Given the ServiceCollection, the client can iterate over the resident services to find a specific resident service. The last step is to select() the resident service. The ServiceContext interface of the javax.tv.service.selection package provides the operation:

	public void select(Service selection)
		throws java.lang.SecurityException

The select() method is asynchronous and returns before attempting to allocate resources to execute the service.

If the implementation determines that it can not realize the service due to scarce resources, it forwards a SelectionFailedEvent (of the javax.tv.service. selection package) with the reason code INSUFFICIENT_RESOURCES. The ServiceContextListener interface fields the event:

	public void receiveServiceContextEvent(ServiceContextEvent e)

Thus the client should implement an instance of the ServiceContextListener interface and register interest in service context events. The ServiceContext interface provides the mechanism:


	public void addListener(ServiceContextListener listener)

		throws java.lang.IllegalStateException

The semantics of a ServiceContext are that at most a single Service can execute within a ServiceContext at a time. Since the premise is that a broadcast service selects a resident service, there are two scenarios of interest.

The first scenario presumes that the broadcast service wants to select the resident service but not survive. It expects the selection to cause its termination. The broadcast service in this case should create an instance of ServiceContextFactory. The operation on ServiceContextFactory itself is:

	public static ServiceContextFactory getInstance()

The broadcast application then requests the service contexts that are visible to the broadcast application:

	public abstract ServiceContext getServiceContext(XletContext ctx)

which returns its ServiceContext. The broadcast application selects the resident application within its service context:

	public void select(Locator selection)
		throws InvalidLocatorException, java.lang.SecurityException,
			java.lang.IllegalStateException

which causes the broadcast application to terminate.

The premise of the second scenario is that the broadcast application wants to survive the selection of the resident service. In this case the broadcast again creates a ServiceContextFactory but then creates a ServiceContext which is not its ServiceContext:

	public abstract ServiceContext createServiceContext()
		throws InsufficientResourcesException,
			java.lang.SecurityException

The broadcast application selects the resident application. Since the operation is on a ServiceContext that is not its ServiceContext, the broadcast application survives the selection.

One subtle aspect of the invocation patterns is that the platform does not know whether the broadcast application will attempt to select a resident application versus another broadcast application until the broadcast application invokes the select() operation. For example, assume the platform supports a single broadcast application plus a single resident application. Further assume that, after the broadcast application creates a second ServiceContext, it selects a second broadcast application rather than a resident application. If the locator is valid, the operation succeeds, but the broadcast application then receives a SelectionFailedEvent.
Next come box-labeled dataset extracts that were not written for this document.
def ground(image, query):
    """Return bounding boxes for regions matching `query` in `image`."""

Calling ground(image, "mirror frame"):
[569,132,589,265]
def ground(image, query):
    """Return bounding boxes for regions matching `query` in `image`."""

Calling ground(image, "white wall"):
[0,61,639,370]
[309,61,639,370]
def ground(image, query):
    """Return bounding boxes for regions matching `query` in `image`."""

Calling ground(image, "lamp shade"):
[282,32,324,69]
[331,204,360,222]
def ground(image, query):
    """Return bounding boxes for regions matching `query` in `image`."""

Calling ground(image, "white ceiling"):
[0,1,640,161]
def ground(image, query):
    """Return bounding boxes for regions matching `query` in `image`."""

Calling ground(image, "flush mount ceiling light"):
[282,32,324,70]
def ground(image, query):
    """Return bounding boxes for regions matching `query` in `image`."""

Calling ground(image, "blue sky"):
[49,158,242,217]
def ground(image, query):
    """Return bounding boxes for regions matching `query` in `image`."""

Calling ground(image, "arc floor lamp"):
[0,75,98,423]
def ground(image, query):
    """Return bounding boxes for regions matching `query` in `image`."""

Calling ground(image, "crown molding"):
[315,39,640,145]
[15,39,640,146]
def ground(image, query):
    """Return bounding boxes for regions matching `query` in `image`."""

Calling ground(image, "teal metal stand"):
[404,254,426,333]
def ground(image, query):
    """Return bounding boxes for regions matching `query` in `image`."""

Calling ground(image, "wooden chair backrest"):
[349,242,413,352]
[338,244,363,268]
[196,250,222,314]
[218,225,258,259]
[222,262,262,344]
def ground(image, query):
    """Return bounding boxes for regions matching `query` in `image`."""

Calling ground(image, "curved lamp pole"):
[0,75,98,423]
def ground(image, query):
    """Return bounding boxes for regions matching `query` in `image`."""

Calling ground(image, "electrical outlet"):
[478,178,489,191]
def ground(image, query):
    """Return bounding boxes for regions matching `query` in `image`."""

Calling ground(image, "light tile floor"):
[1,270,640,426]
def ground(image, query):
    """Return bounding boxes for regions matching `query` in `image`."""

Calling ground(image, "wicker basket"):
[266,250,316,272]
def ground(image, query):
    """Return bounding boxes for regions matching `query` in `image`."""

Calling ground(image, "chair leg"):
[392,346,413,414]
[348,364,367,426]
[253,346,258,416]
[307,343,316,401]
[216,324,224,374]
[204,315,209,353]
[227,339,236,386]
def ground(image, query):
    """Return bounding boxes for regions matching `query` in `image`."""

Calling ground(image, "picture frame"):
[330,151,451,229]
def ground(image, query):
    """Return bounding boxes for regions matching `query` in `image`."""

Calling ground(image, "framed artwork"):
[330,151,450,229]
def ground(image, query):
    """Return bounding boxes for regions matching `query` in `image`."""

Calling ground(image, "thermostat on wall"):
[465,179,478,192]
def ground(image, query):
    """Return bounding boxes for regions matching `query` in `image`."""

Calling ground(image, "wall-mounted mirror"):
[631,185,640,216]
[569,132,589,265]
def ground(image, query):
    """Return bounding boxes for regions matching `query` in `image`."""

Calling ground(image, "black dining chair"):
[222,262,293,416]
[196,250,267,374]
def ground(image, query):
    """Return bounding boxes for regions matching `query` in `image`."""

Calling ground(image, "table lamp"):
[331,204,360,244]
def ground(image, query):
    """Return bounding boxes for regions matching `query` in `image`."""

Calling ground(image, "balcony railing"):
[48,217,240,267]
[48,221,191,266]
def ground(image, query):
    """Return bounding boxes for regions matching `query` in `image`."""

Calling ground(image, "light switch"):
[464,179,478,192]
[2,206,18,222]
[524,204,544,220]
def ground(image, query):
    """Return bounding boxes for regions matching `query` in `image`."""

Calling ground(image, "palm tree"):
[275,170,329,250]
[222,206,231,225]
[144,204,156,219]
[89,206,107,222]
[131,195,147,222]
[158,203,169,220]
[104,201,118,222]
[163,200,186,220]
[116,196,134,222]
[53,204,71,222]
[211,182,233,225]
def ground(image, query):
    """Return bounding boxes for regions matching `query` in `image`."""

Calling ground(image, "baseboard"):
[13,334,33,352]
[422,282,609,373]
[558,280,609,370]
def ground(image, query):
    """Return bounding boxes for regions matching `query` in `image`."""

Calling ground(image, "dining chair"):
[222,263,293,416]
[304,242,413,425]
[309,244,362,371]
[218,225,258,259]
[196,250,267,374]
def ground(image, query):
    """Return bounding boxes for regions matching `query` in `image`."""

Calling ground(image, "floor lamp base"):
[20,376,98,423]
Likewise assume the platform supports multiple broadcast applications but not (for the present) a resident application. If the broadcast application selects a resident application, and if the locator is valid, the operation succeeds, but the broadcast application then receives a SelectionFailedEvent. (The second case is rather improbable. If the platform does not support resident applications, it is not clear how the broadcast application could obtain a valid locator to a broadcast application. The platform would have to support resident applications in concept, but not at the instant the broadcast applications selects a resident application.)